Eine Stunde vor Abfahrt des Zuges war er mit allen Briefen fertig und brachte sie Meredith zur Unterschrift. Meredith war gerade beim Anziehen. Er war noch ohne Weste. Aus dem kragenlosen Hemd kam der mächtige, stiernackige Kopf heraus.
Während er sich fertigmachte, gab er Joachim noch die letzten Befehle.
Der Diener kam herein, packte die letzten Toilettensachen zusammen. Dazwischen schrillte das Telephon. Ambarzum Tschaltikjanz rief an, dass er die Herrschaften auf dem Bahnhof erwarte, da er selbst noch einige Besprechungen hätte. Joachim stand inmitten des Durcheinanders, legte Meredith einen Brief nach dem andern zum Unterschreiben vor.
Meredith, die schwarze Brasil schief im Mundwinkel, sprach in seiner nuscheligen, nachlässigen Art. Es ging wie eine Welle von Brutalität von ihm aus. Joachim fühlte einen geradezu körperlichen Widerwillen gegen diesen massigen Menschen, an dem alles Gewalt schien. Gut, dass er nicht denken konnte, keinen Augenblick Zeit hatte, sonst hätte er immerfort das Bild vor sich gesehen: Beate Meredith und dieser Mann, die nun zusammen fortreisten. Und er blieb hier zurück.
Erst auf dem Bahnhof sah er Beate wieder. Meredith war mit ihr vorgefahren. Joachim hatte sich noch um das letzte Gepäck zu kümmern. Nun er auf den Bahnsteig kam, sah er vor dem Schlafwagenabteil Beate, Meredith und Ambarzum Tschaltikjanz auf und ab gehen.

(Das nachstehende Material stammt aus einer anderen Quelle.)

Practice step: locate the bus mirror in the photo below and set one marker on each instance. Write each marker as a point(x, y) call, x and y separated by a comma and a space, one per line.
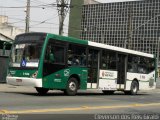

Beate trug einen Reisemantel, in dem er sie noch nicht gesehen hatte. Es war ein Mantel aus Leopardenfell, der sich weich und eng um sie schmiegte. Das blonde Haar lag unter einer goldbraunen Kappe. Ein kleiner Schleier verhüllte Augen und Nase. Sie sah sehr bleich und müde aus. Merediths Erscheinung erdrückte sie fast. An ihrer anderen Seite stand schmal und dunkel der Armenier.
Es war Joachim plötzlich, als wäre Beate, durch diese beiden Männer flankiert, ihm unendlich weit entrückt. Es war nicht mehr die Beate, mit der er abends zuvor in der dunklen Loge gesessen, gemeinsam hingegeben der Magie der unsterblichen Musik. Sie war jetzt Mistress Meredith und schon jetzt meilenweit fern von ihm.
„Ah, da sind Sie ja, Retzow. Also machen Sie alles gut, erledigen Sie alles richtig! Vergessen Sie nicht die Besprechung bei der Bank! Wenn irgend was los ist — Telegramm nach Borschom.“
Meredith sprach laut und ungeniert. Er warf seine Worte Retzow gleichsam hin. Ambarzum Tschaltikjanz hatte ihn nur mit einem kurzen, hochmütigen Kopfnicken begrüsst.
Der Zugbeamte kam, die Türen wurden schon geschlossen.
„Na los, los, Beate — Zeit!“ Meredith schob Beate dem Abteil zu.